2.4.2. In artikel 7, eerste lid, van het Blk 2005, voor zover hier van belang, is bepaald dat bestuursorganen bij de uitoefening van bevoegdheden die gevolgen kunnen hebben voor de luchtkwaliteit de grenswaarden voor stikstofdioxide in acht moeten nemen. In het tweede lid van dit artikel is onder meer het besluit omtrent de goedkeuring van een bestemmingsplan aangewezen als bevoegdheid als bedoeld in het eerste lid.
Ingevolge het derde lid, onder a, kunnen bestuursorganen de bevoegdheden, bedoeld in het eerste lid, in afwijking van dat lid mede uitoefenen indien de concentratie in de buitenlucht van de desbetreffende stof als gevolg van de uitoefening van die bevoegdheden per saldo verbetert of ten minste gelijk blijft.
2.4.3. Uit het onderzoek naar de luchtkwaliteit uitgevoerd door M+P raadgevende ingenieurs BV van 8 juni 2006 blijkt dat sprake is van een overschrijding van de jaargemiddelde grenswaarde stikstofdioxide bij de berm van de Legmeerdijk zuid, waaraan ook de woning van [appellant] is gelegen, bij autonome ontwikkeling en dat de invloed van het plan niet zodanig is dat dit resulteert in een toename van de overschrijding van de grenswaarden.

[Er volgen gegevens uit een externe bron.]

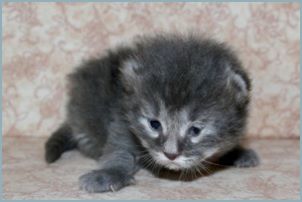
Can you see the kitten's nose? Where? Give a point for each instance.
(171, 156)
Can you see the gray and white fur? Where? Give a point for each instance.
(173, 100)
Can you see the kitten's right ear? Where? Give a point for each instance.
(130, 74)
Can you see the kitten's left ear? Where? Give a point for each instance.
(240, 82)
(130, 74)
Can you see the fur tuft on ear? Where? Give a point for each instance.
(129, 70)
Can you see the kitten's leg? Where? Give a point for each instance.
(240, 157)
(118, 168)
(59, 142)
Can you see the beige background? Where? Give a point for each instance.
(42, 42)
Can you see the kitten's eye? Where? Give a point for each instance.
(194, 131)
(155, 124)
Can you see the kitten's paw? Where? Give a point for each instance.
(247, 158)
(104, 180)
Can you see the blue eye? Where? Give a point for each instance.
(195, 131)
(155, 124)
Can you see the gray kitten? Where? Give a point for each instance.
(173, 100)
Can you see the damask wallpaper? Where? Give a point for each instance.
(42, 42)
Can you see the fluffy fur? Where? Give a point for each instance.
(175, 101)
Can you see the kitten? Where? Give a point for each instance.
(176, 100)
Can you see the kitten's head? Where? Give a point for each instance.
(186, 99)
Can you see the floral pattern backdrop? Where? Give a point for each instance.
(42, 42)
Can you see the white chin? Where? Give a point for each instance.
(179, 163)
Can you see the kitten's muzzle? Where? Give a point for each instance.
(171, 156)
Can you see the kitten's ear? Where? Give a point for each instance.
(239, 81)
(130, 74)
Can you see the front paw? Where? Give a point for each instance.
(104, 180)
(248, 158)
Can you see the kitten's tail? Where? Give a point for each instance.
(59, 142)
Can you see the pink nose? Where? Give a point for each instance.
(171, 156)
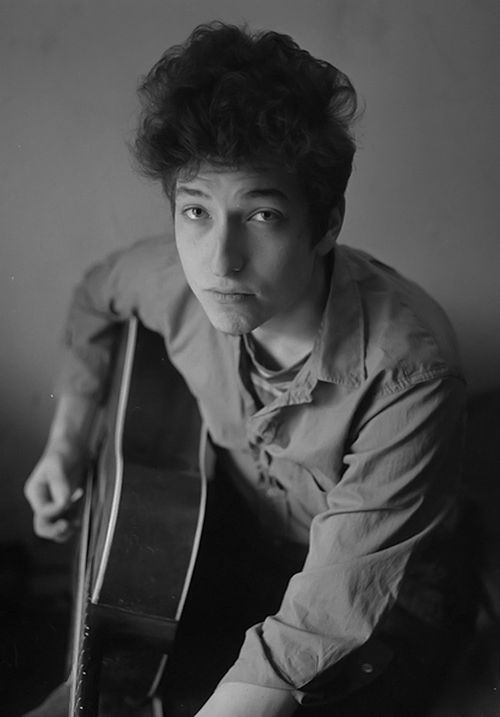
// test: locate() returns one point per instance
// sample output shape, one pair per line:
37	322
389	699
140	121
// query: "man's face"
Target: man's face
245	245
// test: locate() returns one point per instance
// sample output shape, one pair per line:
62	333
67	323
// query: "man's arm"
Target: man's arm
55	484
395	494
238	699
122	285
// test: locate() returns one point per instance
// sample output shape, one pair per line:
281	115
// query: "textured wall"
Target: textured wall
423	196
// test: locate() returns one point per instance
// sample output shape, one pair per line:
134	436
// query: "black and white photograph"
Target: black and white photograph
250	368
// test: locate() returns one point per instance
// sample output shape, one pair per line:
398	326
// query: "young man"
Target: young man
329	384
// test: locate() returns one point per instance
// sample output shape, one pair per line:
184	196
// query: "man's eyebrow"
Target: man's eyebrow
266	192
257	193
191	192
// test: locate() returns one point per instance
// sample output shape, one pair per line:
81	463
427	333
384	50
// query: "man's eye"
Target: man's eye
195	213
266	216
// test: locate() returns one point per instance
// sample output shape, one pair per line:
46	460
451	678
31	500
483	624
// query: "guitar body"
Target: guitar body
141	527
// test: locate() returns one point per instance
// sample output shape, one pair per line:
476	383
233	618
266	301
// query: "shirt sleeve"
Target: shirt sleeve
127	283
396	491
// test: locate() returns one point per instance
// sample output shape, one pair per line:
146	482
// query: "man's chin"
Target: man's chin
232	323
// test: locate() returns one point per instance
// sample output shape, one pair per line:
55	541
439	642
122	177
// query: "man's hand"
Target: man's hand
238	699
52	490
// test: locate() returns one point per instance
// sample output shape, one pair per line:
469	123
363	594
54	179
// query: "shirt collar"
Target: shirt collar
338	353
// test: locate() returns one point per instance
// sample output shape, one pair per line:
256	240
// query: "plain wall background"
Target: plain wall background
423	197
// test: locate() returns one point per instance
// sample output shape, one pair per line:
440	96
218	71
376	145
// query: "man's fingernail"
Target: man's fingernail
77	494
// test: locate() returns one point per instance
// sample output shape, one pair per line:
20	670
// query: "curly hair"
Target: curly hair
231	97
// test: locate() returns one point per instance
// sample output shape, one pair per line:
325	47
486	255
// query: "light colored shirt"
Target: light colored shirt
357	458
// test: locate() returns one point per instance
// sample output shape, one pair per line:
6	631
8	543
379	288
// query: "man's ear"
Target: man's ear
335	221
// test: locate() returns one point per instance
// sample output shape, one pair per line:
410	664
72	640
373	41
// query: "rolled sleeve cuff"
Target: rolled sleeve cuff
354	671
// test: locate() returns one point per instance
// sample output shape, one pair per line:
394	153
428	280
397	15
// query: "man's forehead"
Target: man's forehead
248	180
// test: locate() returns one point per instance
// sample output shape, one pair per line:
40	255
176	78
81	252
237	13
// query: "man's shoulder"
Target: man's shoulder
407	332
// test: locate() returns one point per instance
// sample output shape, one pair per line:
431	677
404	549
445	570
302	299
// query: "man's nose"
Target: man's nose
227	250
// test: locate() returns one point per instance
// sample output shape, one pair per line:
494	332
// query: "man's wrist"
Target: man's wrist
239	699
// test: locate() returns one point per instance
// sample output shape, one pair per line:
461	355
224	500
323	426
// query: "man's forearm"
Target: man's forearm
238	699
72	424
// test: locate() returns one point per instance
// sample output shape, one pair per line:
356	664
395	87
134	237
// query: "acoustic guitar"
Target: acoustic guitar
141	526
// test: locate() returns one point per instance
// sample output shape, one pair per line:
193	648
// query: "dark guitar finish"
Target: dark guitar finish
140	529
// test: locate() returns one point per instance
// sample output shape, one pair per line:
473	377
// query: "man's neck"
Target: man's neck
282	342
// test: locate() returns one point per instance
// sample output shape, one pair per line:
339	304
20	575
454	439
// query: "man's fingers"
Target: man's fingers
60	530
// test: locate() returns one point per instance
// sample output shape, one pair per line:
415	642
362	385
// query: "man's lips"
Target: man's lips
228	295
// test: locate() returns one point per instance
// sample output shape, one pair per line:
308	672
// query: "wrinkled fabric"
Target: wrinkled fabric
358	460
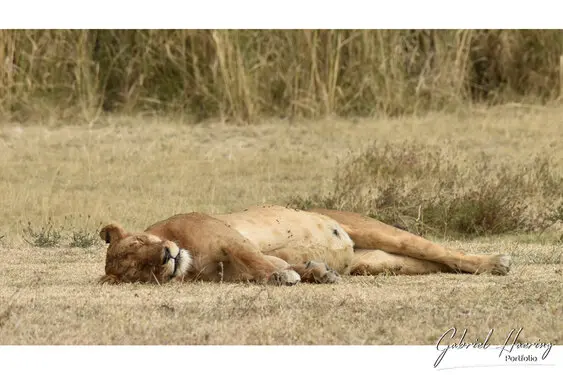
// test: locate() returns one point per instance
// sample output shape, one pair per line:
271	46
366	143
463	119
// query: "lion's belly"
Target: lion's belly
293	235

Hiermee doet zich een situatie voor als bedoeld in artikel 7, derde lid, onder a van het Blk 2005. Niet is gebleken dat het onderzoek waar het college naar verwijst, naar inhoud en wijze van totstandkoming zodanige gebreken vertoont dat het college zijn besluit niet op dit onderzoek had mogen baseren. [appellant] heeft voorts geen tegenonderzoek van een ander deskundig te achten persoon of instantie overgelegd. Gelet op het voorgaande heeft het college zich terecht op het standpunt kunnen stellen dat de luchtkwaliteit als gevolg van het plan per saldo niet verslechtert.
2.5. [appellant] voert aan dat hij geluidsoverlast zal ondervinden van het verkeer dat van de Salamander gebruik zal maken. Volgens [appellant] is hier ten onrechte geen onderzoek naar gedaan.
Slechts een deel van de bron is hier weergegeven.